En el banquillo de los acusados se sentarán tres exministros y otros 35 políticos y empresarios, que son acusados de delitos que van desde corrupción activa y pasiva, hasta malversación, lavado de dinero, asociación ilícita y evasión de divisas.

El caso se refiere a una complicada trama de supuestos desvíos de dinero público y privado que, según sostiene la acusación, financió en 2002 las campañas de Lula a la presidencia y de otros políticos del Partido de los Trabajadores (PT) y de otras cuatro formaciones a diversos cargos.

Además de la financiación ilegal de campañas políticas, la misma arquitectura financiera habría servido para sobornar en los años 2003, 2004 y 2005 a decenas de diputados a fin de que votasen en favor de los proyectos que presentaba el Gobierno de Lula, que había asumido sin mayoría parlamentaria.

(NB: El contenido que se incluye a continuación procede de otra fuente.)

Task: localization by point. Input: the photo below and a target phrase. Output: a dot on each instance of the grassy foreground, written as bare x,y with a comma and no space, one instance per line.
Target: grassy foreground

La sede del Supremo Tribunal, situada en la Plaza de los Tres Poderes, frente al Palacio presidencial de Planalto y el edificio del Congreso, amaneció hoy rodeada de cercas metálicas, a fin de impedir la aproximación de curiosos o manifestantes.

Asimismo, hoy fueron desplegados en los alrededores del Supremo unos cien agentes de la Policía Federal, que garantizarán la seguridad en el recinto.

El más relevante de los acusados es José Dirceu, exministro de la Presidencia y "hombre fuerte" del Gobierno de Lula y del PT, quien se vio obligado a renunciar cuando surgieron las primeras denuncias.

Dirceu, quien como el resto de los implicados proclama su inocencia, fue calificado por la acusación como "jefe de la banda" que tejió lo que la Procuraduría General considera como el "más atrevido y escandaloso esquema de corrupción y desvío de dinero público descubierto en Brasil".

También están entre los acusados el expresidente del PT José Genoino y el antiguo tesorero de ese partido Delubio Soares, quienes perdieron sus cargos en medio del escándalo.

Uno de los primeros asuntos que el Supremo se puede ver obligado a resolver es la situación del magistrado José Antonio Dias Toffoli, uno de sus once miembros, quien de 1995 a 2006 fue abogado del PT y en la misma época en que surgió el escándalo se desempeñaba como subjefe de Asuntos Jurídicos del ministerio que dirigía Dirceu.

Además, la abogada Roberta Rangel, actual novia de Toffoli, fue abogada de los exdiputados del PT Paulo Rocha y Luiz Carlos da Silva, quienes también están entre los 38 acusados.

El procurador general, Roberto Gurgel, quien actúa como parte acusadora en el proceso, ha dicho que hoy, durante la primera sesión, podría pedir la separación de Toffoli de este caso.

Frente a la polémica, otro de los magistrados del Supremo, Marco Aurelio Mello, consideró "delicada" la situación de su colega y dijo que sería "triste tener que deliberar sobre ese asunto" si Toffoli "insiste en participar".

El Supremo ha calculado que el proceso, que se transmitirá por televisión, demandará por lo menos quince sesiones hasta llegar al momento de la sentencia, lo que se prevé para mediados de septiembre próximo.